However, it hasn’t always been this way. I wasn’t raised in church nor did I grow up hearing God’s word or learning God’s ways. I have a few snapshots of memory that take me to a church or two with my late grandfather but nothing vivid enough to give me that ‘AHA’ moment where I was first introduced to God. No, I have nothing concrete or exciting to share on how it all began other than this one innocent childhood moment that sealed the deal.

I mentioned that my earliest memories of church involved my late grandfather, and I only held onto a small glimpse of what must have really been since I was so very young when those moments occurred. My grandfather passed away a few short days after my 9th birthday. From what I remember, I handled it fairly well for a third grade child who was grandpa’s girl. What I didn’t realize was the very small seeds he had helped plant on those few occasions when I tagged along with him to this church or another.

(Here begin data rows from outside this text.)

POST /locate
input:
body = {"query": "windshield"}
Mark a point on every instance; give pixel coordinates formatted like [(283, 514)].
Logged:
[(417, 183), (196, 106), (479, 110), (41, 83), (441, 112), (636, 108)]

IMAG0324Up until late in my third grade year, I had very long, super thick, wavy strawberry-blonde hair that was often difficult to manage. Personal appearance was not high on my list of priorities back then so I generally just kept the mane at bay with a simple plastic headband. On a good day, the headband might even match what I was wearing. As with hats, jeans, etc., I had a favorite headband that fit just right and held my hair the way I liked it. Imagine my distress when I was rushing to get ready for school and could not find that headband. I was distraught. I had no idea what to do. I searched and searched and could not find the headband anywhere. I simply could not leave the house without it.

As cliché as it sounds, I had the sudden realization that all I had to do was pray and ask God to help me find it because I couldn’t find it on my own. So for the first time in my memory, I knelt at my bedside, stressed and alone, and closed my eyes. I don’t remember praying about anything other than asking God to help me find that headband. I didn’t thank him for everything I had. I didn’t pray for others. I am not even sure I closed with an ‘Amen.’ I only selfishly asked him to help me find that headband. Sure enough when I opened my eyes and started to look around, there was that headband sitting on my nightstand in plain sight. Now sure I realize that it was probably there the entire time and in my frantic state I simply over looked it, but that moment was enough to seal the deal. It was that moment that I realized God heard my prayers. It was that moment when my faith spouted and began to grow. It was that moment I met God and decided to walk by faith.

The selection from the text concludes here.